CF1669E 2-Letter Strings

Given $ n $ strings, each of length $ 2 $ , consisting of lowercase Latin alphabet letters from 'a' to 'k', output the number of pairs of indices $ (i, j) $ such that $ i < j $ and the $ i $ -th string and the $ j $ -th string differ in exactly one position. In other words, count the number of pairs $ (i, j) $ ( $ i < j $ ) such that the $ i $ -th string and the $ j $ -th string have exactly one position $ p $ ( $ 1 \leq p \leq 2 $ ) such that $ {s_{i}}_{p} \neq {s_{j}}_{p} $ . The answer may not fit into 32-bit integer type, so you should use 64-bit integers like long long in C++ to avoid integer overflow.

The first line of the input contains a single integer $ t $ ( $ 1 \le t \le 100 $ ) — the number of test cases. The description of test cases follows. The first line of each test case contains a single integer $ n $ ( $ 1 \le n \le 10^5 $ ) — the number of strings. Then follows $ n $ lines, the $ i $ -th of which containing a single string $ s_i $ of length $ 2 $ , consisting of lowercase Latin letters from 'a' to 'k'. It is guaranteed that the sum of $ n $ over all test cases does not exceed $ 10^5 $ .
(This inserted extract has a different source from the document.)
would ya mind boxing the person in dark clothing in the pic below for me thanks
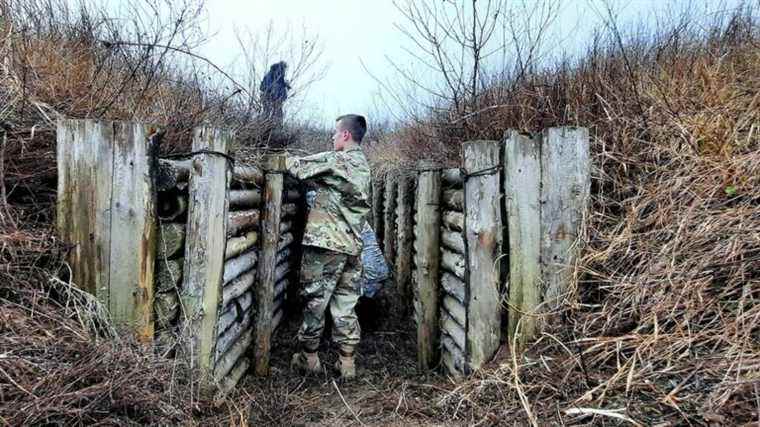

For each test case, print a single integer — the number of pairs $ (i, j) $ ( $ i < j $ ) such that the $ i $ -th string and the $ j $ -th string have exactly one position $ p $ ( $ 1 \leq p \leq 2 $ ) such that $ {s_{i}}_{p} \neq {s_{j}}_{p} $ . Please note, that the answer for some test cases won't fit into 32-bit integer type, so you should use at least 64-bit integer type in your programming language (like long long for C++).

For the first test case the pairs that differ in exactly one position are: ("ab", "cb"), ("ab", "db"), ("ab", "aa"), ("cb", "db") and ("cb", "cc"). For the second test case the pairs that differ in exactly one position are: ("aa", "ac"), ("aa", "ca"), ("cc", "ac"), ("cc", "ca"), ("ac", "aa") and ("ca", "aa"). For the third test case, the are no pairs satisfying the conditions.